Filhos aprendem a ter limites no mundo dos videogames

vídeo game - Pequeno Heitor Oliveira Silva, de 11 anos, consegue separar diversão de tarefas

No mundo atual a tecnologia está em constante desenvolvimento. Crianças, jovens e adultos todos reunidos em torno dela. Porém, o assunto levanta uma questão, principalmente aos pais, se o uso de vídeo games é bom ou ruim para as crianças.

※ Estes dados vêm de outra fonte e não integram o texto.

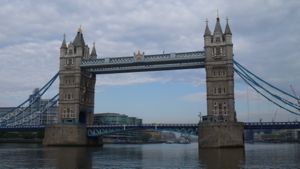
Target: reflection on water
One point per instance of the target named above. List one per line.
(157, 156)
(68, 157)
(222, 158)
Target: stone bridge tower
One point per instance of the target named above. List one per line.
(77, 86)
(220, 127)
(76, 95)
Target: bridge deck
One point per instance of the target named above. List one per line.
(143, 63)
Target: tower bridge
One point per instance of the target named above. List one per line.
(77, 77)
(77, 74)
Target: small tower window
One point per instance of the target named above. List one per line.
(218, 51)
(220, 108)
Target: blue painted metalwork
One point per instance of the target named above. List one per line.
(181, 128)
(142, 63)
(94, 131)
(191, 129)
(22, 114)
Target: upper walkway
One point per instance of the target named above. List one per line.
(142, 63)
(98, 130)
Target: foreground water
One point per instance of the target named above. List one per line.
(158, 156)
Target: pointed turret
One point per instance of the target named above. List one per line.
(64, 44)
(79, 40)
(94, 53)
(207, 31)
(218, 29)
(63, 47)
(227, 29)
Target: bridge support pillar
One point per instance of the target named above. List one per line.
(221, 135)
(68, 135)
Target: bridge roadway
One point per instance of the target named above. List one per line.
(142, 63)
(98, 130)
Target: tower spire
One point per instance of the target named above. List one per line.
(94, 53)
(218, 29)
(227, 28)
(79, 40)
(207, 31)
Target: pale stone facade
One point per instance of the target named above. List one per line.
(220, 128)
(77, 87)
(219, 74)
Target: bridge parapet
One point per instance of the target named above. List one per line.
(162, 58)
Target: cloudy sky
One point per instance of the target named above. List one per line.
(265, 35)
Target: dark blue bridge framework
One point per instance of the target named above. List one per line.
(189, 129)
(23, 119)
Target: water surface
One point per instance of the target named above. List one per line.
(157, 156)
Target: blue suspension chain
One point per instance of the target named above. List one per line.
(235, 62)
(274, 95)
(244, 78)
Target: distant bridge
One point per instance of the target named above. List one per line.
(102, 130)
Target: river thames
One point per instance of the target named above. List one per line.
(157, 156)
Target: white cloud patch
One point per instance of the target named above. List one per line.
(195, 97)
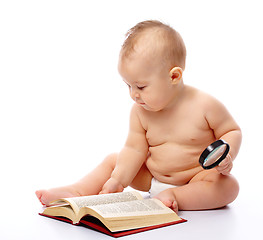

Logo nos primeiros anos de vida já são vistos aparelhos eletrônicos, como notebooks, tablets e smartphones, que conquistam rapidamente a atenção dos pequenos. É o caso do Heitor Oliveira Silva, de 11 anos. O estudante é apaixonado por vídeo games, mas sabe a hora certa de jogar. “É muito gostoso, me divirto bastante jogando. Mas durante a semana não jogo porque faço minhas tarefas da escola”, conta.

Dhoje Interior

Tânia Aparecida de Oliveira, mãe de Heitor, afirma que organiza os horários do filho para os momentos de estudos e lazer. Ela reforça a importância do filho saber das obrigações ainda pequeno. “Se a gente deixar ele vai querer jogar vídeo game toda hora, então organizamos uma rotina de estudos durante a semana, e aos finais de semana e feriados ele joga. Porém, há dias que ele pega o vídeo game horas antes de ir à escola.”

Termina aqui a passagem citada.